10. Apple may launch a $2,000 Vision headset next year
Apple plans to launch a new Vision headset that will cost around $2,000 with cheaper materials and a lower performance processor. The device does not include the EyeSight feature and is part of Apple's mixed reality program. Apple will also launch the second-generation Vision Pro, smart glasses, and AirPods with cameras, as well as affordable iPad-like screens and desktop devices with robotic arms. Despite the lack of success in mixed reality, Apple has continued to push ahead with the development of related products.
【AiBase Summary:】
🔍 Apple plans to launch a new Vision headset that will cost about $2,000, with cheaper materials and a lower performance processor.
🚀 Apple will push the boundaries of mixed reality with the launch of second-generation Vision Pros, smart glasses, and AirPods with cameras in the future.
💡 Apple also plans to launch affordable iPad-like screens and desktop devices with robotic arms as part of its smart home strategy.
11. Google's market share in United States search advertising may fall below 50%
Google's market share in search advertising in the United States could fall below 50% by 2025, facing new competitor challenges.
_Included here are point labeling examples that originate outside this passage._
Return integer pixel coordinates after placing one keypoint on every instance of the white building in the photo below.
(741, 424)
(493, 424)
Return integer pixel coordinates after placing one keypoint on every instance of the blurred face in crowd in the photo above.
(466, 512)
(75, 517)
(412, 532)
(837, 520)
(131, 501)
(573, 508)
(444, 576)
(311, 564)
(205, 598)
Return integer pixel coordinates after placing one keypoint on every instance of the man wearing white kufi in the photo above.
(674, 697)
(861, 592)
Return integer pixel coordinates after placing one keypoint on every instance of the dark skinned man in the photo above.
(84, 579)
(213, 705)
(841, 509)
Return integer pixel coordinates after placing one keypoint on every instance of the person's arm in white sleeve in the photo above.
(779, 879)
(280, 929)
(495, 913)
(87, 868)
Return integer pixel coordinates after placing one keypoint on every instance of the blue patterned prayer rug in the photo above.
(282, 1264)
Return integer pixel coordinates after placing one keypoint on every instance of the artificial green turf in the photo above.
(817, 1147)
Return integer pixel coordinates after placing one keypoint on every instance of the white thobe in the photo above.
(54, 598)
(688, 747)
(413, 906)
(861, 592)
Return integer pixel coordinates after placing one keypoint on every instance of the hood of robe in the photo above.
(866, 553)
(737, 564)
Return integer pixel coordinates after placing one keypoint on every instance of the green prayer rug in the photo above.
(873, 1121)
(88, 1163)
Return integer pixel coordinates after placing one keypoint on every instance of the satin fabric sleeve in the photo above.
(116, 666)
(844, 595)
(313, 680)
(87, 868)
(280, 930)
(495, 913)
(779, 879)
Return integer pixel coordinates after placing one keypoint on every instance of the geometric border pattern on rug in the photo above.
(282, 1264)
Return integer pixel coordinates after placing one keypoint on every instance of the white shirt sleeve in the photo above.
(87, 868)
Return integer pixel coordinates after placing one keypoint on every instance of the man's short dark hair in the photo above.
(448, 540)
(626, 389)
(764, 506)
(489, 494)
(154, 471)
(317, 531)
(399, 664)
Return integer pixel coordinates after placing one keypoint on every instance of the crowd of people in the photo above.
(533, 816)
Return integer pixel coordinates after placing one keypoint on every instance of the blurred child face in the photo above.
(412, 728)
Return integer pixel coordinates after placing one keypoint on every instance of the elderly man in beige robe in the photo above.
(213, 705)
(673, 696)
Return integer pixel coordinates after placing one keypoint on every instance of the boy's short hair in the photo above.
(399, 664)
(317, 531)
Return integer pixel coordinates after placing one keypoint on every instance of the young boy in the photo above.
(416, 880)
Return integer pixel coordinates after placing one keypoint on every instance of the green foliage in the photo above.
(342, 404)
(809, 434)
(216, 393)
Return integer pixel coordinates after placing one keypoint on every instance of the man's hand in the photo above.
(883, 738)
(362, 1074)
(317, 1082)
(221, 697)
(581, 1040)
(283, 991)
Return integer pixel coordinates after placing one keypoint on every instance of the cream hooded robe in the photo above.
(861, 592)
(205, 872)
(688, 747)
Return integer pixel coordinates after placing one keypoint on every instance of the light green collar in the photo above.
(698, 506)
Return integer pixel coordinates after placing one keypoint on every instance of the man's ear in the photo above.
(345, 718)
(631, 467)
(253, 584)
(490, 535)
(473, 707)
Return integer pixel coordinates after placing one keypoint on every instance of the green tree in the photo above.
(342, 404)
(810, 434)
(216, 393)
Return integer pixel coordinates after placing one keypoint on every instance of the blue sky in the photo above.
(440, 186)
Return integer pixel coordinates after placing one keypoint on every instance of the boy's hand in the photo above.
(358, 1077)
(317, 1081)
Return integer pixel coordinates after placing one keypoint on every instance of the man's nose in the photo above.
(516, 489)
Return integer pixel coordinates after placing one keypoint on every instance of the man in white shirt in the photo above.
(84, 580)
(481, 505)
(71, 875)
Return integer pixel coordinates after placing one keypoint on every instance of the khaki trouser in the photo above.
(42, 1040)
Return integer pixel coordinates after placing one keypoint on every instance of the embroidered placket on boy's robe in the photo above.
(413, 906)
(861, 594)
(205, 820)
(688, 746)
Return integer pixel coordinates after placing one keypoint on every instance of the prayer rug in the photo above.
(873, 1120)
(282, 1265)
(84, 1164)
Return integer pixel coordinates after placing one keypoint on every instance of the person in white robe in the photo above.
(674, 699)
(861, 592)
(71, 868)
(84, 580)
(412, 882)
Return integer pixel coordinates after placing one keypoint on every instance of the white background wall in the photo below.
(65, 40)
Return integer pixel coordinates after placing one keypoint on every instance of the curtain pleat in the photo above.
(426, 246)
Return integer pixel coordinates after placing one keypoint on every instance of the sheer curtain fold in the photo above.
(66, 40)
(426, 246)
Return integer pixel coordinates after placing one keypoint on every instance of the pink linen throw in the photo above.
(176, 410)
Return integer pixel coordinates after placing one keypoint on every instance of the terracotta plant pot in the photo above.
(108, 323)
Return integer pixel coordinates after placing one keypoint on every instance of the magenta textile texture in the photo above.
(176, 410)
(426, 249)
Emerging competitors such as TikTok, Amazon, and AI startup Perplexity are grabbing market share. Amazon is growing rapidly in search ad spending, putting pressure on Google. The development of artificial intelligence has changed the search advertising landscape, and Google plans to insert ads into AI search snippets. The sponsored ads market is undergoing a profound transformation.
【AiBase Summary:】
📉 Google's search ads market share is expected to fall below 50% by 2025, facing challenges from new competitors.
📱 TikTok and Amazon are rapidly rising to grab market share from Google.
🤖 Google plans to include ads in AI search snippets to provide brands with new channels for advertising.
12. Lenovo released ThinkSmart Core Gen2, which is specially designed for video conferencing, and AI helps efficient collaboration!
Lenovo's ThinkSmart Core Gen2 brings a breakthrough in the field of intelligent collaboration, powered by Intel Core Ultra processors, powerful AI processing power to improve meeting efficiency, redefine meeting spaces and work methods, and achieve intelligent collaboration experience.
【AiBase Summary:】
💡 The ThinkSmart Core Gen2 is powered by an Intel Core Ultra processor with an integrated neural processing unit (GPU) that delivers powerful AI processing power and consumes 40% less energy.
💼 Support for Microsoft Teams Rooms and Zoom Rooms, with AI-enhanced features including smart box picking, automatic speech recognition, smart gesture labeling, and more.
🔒 Offering a high degree of automation and proactive management, pre-installed ThinkSmart Manager software and ThinkShield solutions ensure all-round security.